Galiba ikincisi daha doğru olacak çünkü evliliğimin son aylarını "Hayri Pıtır ve Musalla Taşı'nı" seyrederek, sinemaya gidip deliler gibi ağlayarak ve de on kilo alarak geçirmemiş miydim? Bütün gün herkese gülümseyen ama perde kapanıp evde iki kişi kaldığımızda suratı mahkeme duvarına dönen sevimsiz kadın kimdi ? O depresyonda değil miydi? Hadi canım!

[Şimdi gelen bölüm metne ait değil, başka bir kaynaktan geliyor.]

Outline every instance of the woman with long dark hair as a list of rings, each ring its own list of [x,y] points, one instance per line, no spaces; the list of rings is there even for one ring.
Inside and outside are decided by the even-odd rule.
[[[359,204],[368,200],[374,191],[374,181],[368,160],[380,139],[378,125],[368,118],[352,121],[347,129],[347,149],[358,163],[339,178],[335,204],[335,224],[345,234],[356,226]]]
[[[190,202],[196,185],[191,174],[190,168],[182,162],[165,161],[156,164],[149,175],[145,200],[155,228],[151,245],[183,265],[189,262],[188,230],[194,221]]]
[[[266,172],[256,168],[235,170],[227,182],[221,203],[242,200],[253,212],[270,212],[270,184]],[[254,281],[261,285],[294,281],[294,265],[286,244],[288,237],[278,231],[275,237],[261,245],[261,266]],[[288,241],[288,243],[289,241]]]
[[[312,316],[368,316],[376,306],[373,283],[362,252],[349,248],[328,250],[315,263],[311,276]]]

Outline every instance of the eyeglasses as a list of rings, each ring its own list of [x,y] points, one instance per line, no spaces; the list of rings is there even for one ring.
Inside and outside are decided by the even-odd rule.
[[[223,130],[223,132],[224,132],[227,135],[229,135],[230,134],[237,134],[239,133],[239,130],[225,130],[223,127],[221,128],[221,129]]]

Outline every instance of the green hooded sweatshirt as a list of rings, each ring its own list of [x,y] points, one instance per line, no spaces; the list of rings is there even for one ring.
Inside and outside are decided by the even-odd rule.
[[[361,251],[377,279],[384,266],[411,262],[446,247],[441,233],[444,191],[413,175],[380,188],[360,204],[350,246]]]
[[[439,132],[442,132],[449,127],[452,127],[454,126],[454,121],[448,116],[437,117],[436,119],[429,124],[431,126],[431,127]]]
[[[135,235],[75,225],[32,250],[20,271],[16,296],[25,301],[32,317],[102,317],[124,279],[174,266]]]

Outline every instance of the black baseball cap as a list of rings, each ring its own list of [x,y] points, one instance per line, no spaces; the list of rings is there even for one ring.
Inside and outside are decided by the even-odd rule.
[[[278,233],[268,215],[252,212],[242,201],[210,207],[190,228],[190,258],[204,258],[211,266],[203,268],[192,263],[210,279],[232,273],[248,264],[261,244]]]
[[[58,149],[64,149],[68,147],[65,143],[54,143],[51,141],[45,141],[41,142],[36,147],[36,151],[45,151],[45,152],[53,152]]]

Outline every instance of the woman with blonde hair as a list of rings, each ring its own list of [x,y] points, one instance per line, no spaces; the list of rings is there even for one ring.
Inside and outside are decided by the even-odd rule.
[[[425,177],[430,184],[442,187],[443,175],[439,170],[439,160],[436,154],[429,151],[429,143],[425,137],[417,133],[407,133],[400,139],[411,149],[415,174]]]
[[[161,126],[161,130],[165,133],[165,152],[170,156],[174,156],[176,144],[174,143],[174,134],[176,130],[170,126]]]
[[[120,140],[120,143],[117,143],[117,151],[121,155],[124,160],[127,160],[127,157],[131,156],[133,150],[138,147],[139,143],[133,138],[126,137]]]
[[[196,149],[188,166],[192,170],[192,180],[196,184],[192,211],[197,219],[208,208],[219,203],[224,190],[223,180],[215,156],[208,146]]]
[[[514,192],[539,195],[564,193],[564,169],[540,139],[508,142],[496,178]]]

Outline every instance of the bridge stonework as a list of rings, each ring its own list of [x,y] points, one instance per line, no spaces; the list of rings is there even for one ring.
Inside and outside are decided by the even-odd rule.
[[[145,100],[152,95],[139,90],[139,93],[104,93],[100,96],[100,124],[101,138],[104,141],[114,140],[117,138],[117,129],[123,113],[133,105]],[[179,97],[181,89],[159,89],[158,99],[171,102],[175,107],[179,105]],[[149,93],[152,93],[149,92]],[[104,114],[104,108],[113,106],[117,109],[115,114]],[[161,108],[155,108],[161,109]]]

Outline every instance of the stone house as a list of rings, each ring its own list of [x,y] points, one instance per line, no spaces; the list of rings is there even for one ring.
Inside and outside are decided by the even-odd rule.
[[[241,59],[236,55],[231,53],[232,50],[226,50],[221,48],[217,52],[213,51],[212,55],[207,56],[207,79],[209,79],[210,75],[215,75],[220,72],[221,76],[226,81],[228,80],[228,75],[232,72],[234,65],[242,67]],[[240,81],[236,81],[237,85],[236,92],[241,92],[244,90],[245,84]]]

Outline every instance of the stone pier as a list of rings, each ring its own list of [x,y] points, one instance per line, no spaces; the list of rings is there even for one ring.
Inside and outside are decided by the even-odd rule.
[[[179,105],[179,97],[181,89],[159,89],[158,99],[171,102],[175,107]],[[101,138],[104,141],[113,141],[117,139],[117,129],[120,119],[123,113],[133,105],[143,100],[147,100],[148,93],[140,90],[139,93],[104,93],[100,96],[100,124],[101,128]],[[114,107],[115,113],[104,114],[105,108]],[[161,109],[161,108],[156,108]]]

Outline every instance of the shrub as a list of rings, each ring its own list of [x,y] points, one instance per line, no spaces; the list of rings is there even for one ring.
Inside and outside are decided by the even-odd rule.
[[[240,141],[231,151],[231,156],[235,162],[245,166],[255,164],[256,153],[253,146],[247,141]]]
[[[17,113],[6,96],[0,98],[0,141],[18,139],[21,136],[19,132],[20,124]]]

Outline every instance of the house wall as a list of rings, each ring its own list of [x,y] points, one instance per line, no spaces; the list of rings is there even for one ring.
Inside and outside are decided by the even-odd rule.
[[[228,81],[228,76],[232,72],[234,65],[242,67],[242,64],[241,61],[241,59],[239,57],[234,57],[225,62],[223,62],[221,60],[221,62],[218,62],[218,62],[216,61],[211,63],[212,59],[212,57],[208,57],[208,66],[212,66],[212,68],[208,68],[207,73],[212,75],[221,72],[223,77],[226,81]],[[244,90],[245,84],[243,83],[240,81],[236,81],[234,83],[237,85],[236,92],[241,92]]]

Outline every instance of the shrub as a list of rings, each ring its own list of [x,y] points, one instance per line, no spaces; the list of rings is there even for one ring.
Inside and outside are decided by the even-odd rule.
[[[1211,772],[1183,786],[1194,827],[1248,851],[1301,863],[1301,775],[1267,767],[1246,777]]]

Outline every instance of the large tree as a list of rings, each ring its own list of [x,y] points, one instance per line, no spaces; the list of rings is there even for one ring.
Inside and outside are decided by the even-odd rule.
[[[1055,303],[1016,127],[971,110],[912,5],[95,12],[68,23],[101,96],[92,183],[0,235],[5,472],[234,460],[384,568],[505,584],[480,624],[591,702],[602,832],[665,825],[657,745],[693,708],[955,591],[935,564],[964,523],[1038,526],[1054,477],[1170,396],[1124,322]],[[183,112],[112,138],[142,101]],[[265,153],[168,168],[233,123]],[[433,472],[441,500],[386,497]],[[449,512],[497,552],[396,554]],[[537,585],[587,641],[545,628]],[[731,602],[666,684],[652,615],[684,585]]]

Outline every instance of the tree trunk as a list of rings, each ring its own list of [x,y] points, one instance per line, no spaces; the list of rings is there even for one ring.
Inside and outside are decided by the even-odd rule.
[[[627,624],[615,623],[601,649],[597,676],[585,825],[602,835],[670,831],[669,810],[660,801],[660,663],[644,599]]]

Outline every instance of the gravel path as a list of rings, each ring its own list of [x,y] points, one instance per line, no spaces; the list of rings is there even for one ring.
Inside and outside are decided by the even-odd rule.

Batan geminin son faresiyim ben, guluk guluk diye suları yuta yuta boğulan son fare. Surları top ateşine tutulmuş şövalyeyim. Kelleşen meyva bahçesinde sihirli elmayı arayan büyücüyüm... ama asla depresyonda değilim. Asla da aşık olmadım. Aşk teslimiyet demek. Teslim olamadım ki, aşık olayım. Hep kıyısından döndüm. O yeni tanıştığım genç adama bu konuda kesinlikle gerçeği söyledim. Hayatım boyunca hiç aşık olmadım. Ama istedim. Ama çok yaklaştım.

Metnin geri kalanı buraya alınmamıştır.